Quantile Transformers
Quantile transformation techniques are the type of feature transformation technique that can be applied to NY numerical data observations. This transformation technique can be implemented using sklearn.

In this transformation technique, the input data can be fed to this transformer where this transformer makes the distribution of the output data normal to fed to the further machine learning algorithm.

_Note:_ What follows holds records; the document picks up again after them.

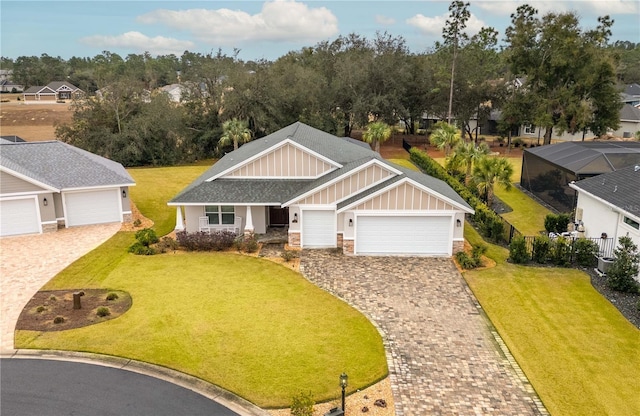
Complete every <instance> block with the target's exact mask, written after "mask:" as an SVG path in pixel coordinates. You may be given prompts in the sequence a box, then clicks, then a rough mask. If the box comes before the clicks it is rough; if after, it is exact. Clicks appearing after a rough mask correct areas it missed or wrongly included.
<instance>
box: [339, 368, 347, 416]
mask: <svg viewBox="0 0 640 416" xmlns="http://www.w3.org/2000/svg"><path fill="white" fill-rule="evenodd" d="M348 381H349V376H348V375H347V374H346V373H342V374H340V387H342V411H343V412H344V411H345V409H344V399H345V389H346V388H347V385H348Z"/></svg>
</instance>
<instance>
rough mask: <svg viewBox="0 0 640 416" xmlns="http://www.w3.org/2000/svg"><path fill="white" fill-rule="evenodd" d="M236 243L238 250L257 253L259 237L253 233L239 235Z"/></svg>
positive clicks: (248, 252)
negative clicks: (250, 233) (256, 235)
mask: <svg viewBox="0 0 640 416" xmlns="http://www.w3.org/2000/svg"><path fill="white" fill-rule="evenodd" d="M234 244H235V246H236V248H237V249H238V251H244V252H245V253H255V252H256V251H258V248H259V245H258V239H257V238H256V236H255V234H253V233H251V234H247V235H243V236H240V237H238V238H237V239H236V240H235V243H234Z"/></svg>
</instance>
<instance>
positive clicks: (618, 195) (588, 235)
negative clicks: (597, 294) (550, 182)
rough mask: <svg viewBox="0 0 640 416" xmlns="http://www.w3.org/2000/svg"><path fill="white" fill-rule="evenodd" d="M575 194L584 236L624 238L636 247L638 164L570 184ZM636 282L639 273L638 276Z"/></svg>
mask: <svg viewBox="0 0 640 416" xmlns="http://www.w3.org/2000/svg"><path fill="white" fill-rule="evenodd" d="M569 186H570V187H571V188H573V189H575V190H576V192H577V193H578V203H577V208H576V220H577V221H581V222H582V226H583V227H584V233H585V237H587V238H598V237H604V236H605V235H606V237H609V238H613V239H614V240H615V241H616V244H617V242H618V239H619V238H620V237H624V236H628V237H631V240H632V241H633V242H634V244H636V245H637V246H638V247H640V163H638V164H636V165H631V166H627V167H625V168H622V169H618V170H616V171H615V172H610V173H605V174H602V175H599V176H596V177H592V178H588V179H584V180H581V181H578V182H571V183H570V184H569ZM638 280H639V281H640V274H638Z"/></svg>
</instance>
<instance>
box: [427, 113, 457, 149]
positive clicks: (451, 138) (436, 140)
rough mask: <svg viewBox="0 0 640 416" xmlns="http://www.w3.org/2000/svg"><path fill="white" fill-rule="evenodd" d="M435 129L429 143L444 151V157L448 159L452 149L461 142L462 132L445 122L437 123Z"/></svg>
mask: <svg viewBox="0 0 640 416" xmlns="http://www.w3.org/2000/svg"><path fill="white" fill-rule="evenodd" d="M435 128H436V129H435V130H434V131H433V133H431V137H430V138H429V141H430V142H431V144H432V145H434V146H436V147H437V148H438V149H440V150H444V156H445V157H448V156H449V152H450V151H451V149H452V148H453V147H455V145H456V144H458V142H460V132H459V131H458V129H457V128H456V126H454V125H452V124H449V123H446V122H444V121H439V122H437V123H436V124H435Z"/></svg>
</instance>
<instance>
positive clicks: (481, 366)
mask: <svg viewBox="0 0 640 416" xmlns="http://www.w3.org/2000/svg"><path fill="white" fill-rule="evenodd" d="M300 270H301V271H302V273H303V274H304V276H305V277H306V278H307V279H309V280H310V281H311V282H313V283H315V284H316V285H318V286H319V287H321V288H324V289H325V290H327V291H329V292H331V293H333V294H335V295H336V296H338V297H340V298H342V299H344V300H345V301H346V302H348V303H349V304H351V305H352V306H354V307H356V308H357V309H359V310H360V311H361V312H363V313H364V314H365V315H367V316H368V317H369V318H370V319H371V320H372V321H373V322H374V323H375V324H376V325H377V327H378V328H379V330H380V331H381V333H382V336H383V339H384V343H385V349H386V351H387V361H388V364H389V372H390V379H391V385H392V391H393V395H394V400H395V403H396V414H397V415H398V416H403V415H407V416H408V415H540V414H547V412H546V410H545V409H544V406H543V405H542V403H541V402H540V400H539V399H538V397H537V396H536V394H535V392H534V391H533V389H532V388H531V385H530V384H529V383H528V381H527V380H526V377H524V375H523V374H522V372H521V371H520V369H519V368H518V367H517V364H516V363H515V361H514V360H513V358H512V357H511V355H510V354H509V353H508V352H507V353H506V354H507V355H505V353H504V349H506V348H504V347H503V348H504V349H501V348H500V347H499V344H502V342H501V340H500V339H499V337H498V335H497V334H496V333H495V332H494V331H492V329H491V326H490V325H489V323H488V321H487V320H486V318H485V317H484V315H482V314H481V311H480V307H479V305H478V304H477V301H476V300H475V297H474V296H473V294H472V293H471V291H470V290H469V288H468V286H467V284H466V282H465V281H464V279H463V278H462V276H461V275H460V273H459V272H458V271H457V269H456V268H455V265H454V264H453V262H452V261H451V259H443V258H428V257H424V258H419V257H348V256H342V255H337V254H333V253H332V252H331V251H329V250H305V251H303V252H302V254H301V267H300ZM502 345H504V344H502Z"/></svg>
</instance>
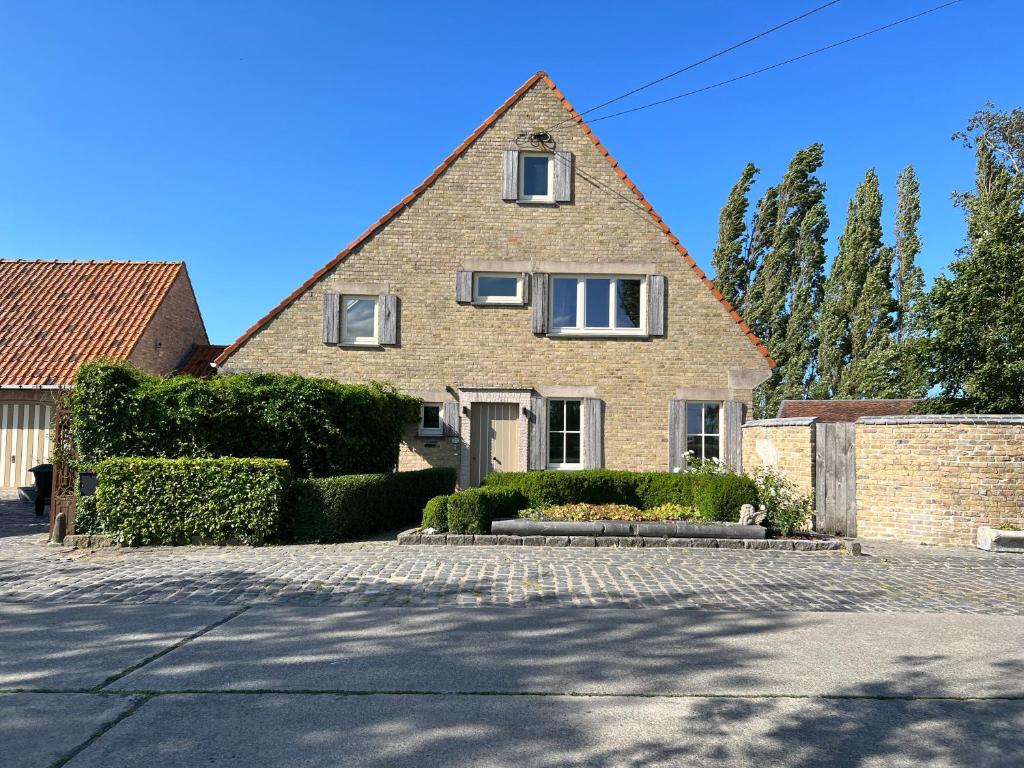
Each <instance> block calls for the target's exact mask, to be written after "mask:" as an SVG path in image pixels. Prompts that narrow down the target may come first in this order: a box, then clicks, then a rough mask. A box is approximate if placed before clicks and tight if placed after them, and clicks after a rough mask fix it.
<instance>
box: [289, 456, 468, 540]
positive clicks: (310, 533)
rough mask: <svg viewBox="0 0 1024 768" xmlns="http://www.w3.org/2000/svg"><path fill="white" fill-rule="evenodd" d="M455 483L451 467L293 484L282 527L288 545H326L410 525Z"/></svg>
mask: <svg viewBox="0 0 1024 768" xmlns="http://www.w3.org/2000/svg"><path fill="white" fill-rule="evenodd" d="M455 481H456V472H455V470H454V469H451V468H439V469H421V470H418V471H415V472H388V473H380V474H365V475H343V476H341V477H322V478H312V479H305V478H304V479H300V480H296V482H295V486H294V490H293V494H292V498H291V500H290V502H289V505H288V529H289V532H290V535H291V539H292V540H294V541H297V542H318V543H322V544H327V543H331V542H340V541H345V540H346V539H355V538H357V537H361V536H368V535H371V534H380V532H384V531H387V530H393V529H394V528H399V527H410V526H413V525H416V524H417V523H418V522H419V521H420V512H421V511H422V510H423V505H424V504H427V503H428V500H432V499H433V498H434V497H436V496H438V495H439V494H447V493H452V492H453V490H455Z"/></svg>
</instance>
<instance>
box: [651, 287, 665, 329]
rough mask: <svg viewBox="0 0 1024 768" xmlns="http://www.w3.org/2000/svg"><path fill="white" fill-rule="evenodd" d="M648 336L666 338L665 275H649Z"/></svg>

Here there is a paramere called output_distribution, which value can be set to uniform or normal.

In [129]:
from sklearn.preprocessing import QuantileTransformer 
quantile_trans = QuantileTransformer(output_distribution='normal') 
data = np.random.randint(-10,10, (3,2))
data_transformed = quantile_trans.fit_transform(data) 
transformed_data[:5]



array([4.48863637, 4.15888308, 4.2341065 , 3.93182563, 3.63758616])

Key Takeaways
The featured transformation techniques are used to transform the data to normal distribution for better performance of the algorithm.
The Log transforms perform so well on the right-skewed data. Whereas the square root transformers perform so well on left-skewed data.
Based on the domain knowledge of the problem statement and the data, the custom data transformations technique can be also applied efficiently.
Box-Cox transformations can be applied to only positive data observations which return the transformed values between -5 to 5.
Yeo Johnson’s transformations technique can be applied to zero and negative values as well.
Conclusion
In this article, we discussed some of the famous and most used data transformation techniques that are used to transform the data from any other distribution to normal distribution. this will help one to apply data preprocessing and cleaning techniques n the complex data easily and will help one to answer some of the interview questions related to it very efficiently.